Nancy De Genarro, The Daily News Journal, February 19, 2017
It’s hard to imagine that homes, barns, vineyards and churches once stood on the stark landscape of native grasses and woods at Stones River National Battlefield.
The Cemetery Community settled shortly after the end of the Civil War and was home to freed African Americans, explained Tiffany Momon with Middle Tennessee State University’s Center for Historic Preservation.
“This area was home to more than 30 families at its peak … from 1874 until 1932,” Momon told a group of around 75 tour-goers who braved the rain
and mud Saturday to learn more about the Cemetery Community.
The program is the first of its kind — a collaboration between park rangers, representatives of the African American Heritage Society of Rutherford County, the Thirteenth United States Colored Infantry Living History Association, the Friends of Stones River National Battlefield.
Visitors were shown different locations of the old Cemetery Community and descendants of residents shared stories.

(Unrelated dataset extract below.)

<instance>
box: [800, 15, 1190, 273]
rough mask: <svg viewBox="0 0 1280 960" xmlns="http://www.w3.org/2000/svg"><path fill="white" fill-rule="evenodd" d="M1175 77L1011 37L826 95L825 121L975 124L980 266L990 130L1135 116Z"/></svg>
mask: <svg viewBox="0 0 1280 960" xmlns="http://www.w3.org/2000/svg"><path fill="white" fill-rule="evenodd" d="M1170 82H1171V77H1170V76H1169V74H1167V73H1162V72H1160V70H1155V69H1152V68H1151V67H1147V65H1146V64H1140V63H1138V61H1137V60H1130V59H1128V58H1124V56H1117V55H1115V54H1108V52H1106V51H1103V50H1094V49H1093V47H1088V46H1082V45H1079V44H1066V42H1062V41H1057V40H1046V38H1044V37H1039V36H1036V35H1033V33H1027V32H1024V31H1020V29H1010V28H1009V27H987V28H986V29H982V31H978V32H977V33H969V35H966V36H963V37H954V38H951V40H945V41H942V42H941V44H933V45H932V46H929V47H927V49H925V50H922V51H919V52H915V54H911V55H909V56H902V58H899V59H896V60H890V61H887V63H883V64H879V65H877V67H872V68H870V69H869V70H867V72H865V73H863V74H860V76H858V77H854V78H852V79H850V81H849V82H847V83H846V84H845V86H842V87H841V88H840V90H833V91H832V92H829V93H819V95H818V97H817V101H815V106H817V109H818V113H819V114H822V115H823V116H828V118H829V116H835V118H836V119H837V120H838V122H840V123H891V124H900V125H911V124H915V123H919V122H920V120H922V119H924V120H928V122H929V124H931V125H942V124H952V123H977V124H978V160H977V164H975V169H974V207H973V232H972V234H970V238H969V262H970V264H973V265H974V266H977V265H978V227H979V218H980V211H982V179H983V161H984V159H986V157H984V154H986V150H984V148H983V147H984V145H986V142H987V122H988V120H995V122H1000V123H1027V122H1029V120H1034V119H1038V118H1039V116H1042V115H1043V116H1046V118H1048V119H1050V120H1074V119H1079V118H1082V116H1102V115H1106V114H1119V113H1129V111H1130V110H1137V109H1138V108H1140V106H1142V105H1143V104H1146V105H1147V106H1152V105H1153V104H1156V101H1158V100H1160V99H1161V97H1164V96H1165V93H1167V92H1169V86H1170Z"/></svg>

Despite the hardships they’d endured, the freed men and women of the Cemetery Community were able to purchase property and set up roots, Momon said.
Many of those roots remain in the area, even today. Leonora Washington resides behind Stones River United Methodist Church on Old Nashville Highway. She also owns the one-room schoolhouse she once attended.
Washington said the Cemetery Community had three distinct areas: the Cedars where the battlefield is now located; the Bottoms, located just up the road from the cemetery in an area that often flooded; and the Glades, located near what is now Broad Street. Evergreen Graveyard, just across from Bumpus Harley Davidson, is part of the Cemetery Community and associated with Stones River Methodist.
The first residents of Cemetery Community were former U.S. Colored Troops whose job was to build and maintain the Stones River National Cemetery, located just across the road from the battlefield.
“William and his comrades, who go out to the trenches that cover the battlefield, unearth the remains of the (Union) soldiers (who died at the Battle of Stones River) and bury them in Stones River National Cemetery … then build a stone wall around the cemetery,” Park Ranger Jim Lewis told the crowd of umbrella holders standing next to the Hazen Brigade Monument, the oldest intact Civil War monument in the nation that is located on a battlefield.One of those federal employees was William Holland, a slave who had escaped to freedom and fought for the Union Army, only to be recaptured. Eventually, Holland escaped again and rejoined the U.S. Colored Troops.
Later, Holland purchased land just down the road from the cemetery. And he’s also buried on what was his land, right next to the monument, Lewis said.
“He came into this world in 1834 as someone else’s property and he left this world as a property owner,” Lewis told the visitors.
After the cemetery was erected, many of those employees and their families stayed in the area.
Those living in the Cedars part of the Cemetery Community eventually were forced off their land, totaling 170 acres, when the federal government came in to establish Stones River National Battlefield park.
“They really didn’t want to sell the land because that was the first thing they’d owned,” said Gale McLean, whose ancestors helped establish the Cemetery Community. “What I understand was, that if the blacks had not moved from here, they would be burned out.”
Two of the churches were taken up and moved on rails to other locations, including Stones River Methodist Church, which now stands on Old Nashville Highway in the Bottoms, about a mile from the national cemetery. And behind that church, a one-room schoolhouse was constructed. Washington remembered seeing the water get so high, it reached the top of the church steps.
Edith Ann Clark Moore, just three generations away from slavery, grew up in the home across from Stones River Methodist. Her grandfather, Mel Malone, bought the land in the early 1900s and built a home.
She said her grandfather had no construction experience, but used materials off his land and some ingenuity to build a small home, which still stands although it is in disrepair. The family is in the process of clearing the land in order to restore it.
“These are actually trees he cut down off the land and used it to shore up the house,” said Moore, showing the remnant of a cedar tree emerging from a crumbling cemented pillar of the home. “The rocks were mined from the area.”
Determination and grit motivated her grandfather to build a life of his own, and Moore said that was passed down to her mother, and then to her. Albeit a poor community, children were expected to behave and excel in education.
“We had a community who loved us … and never told us the sky wasn’t the limit,” Moore said.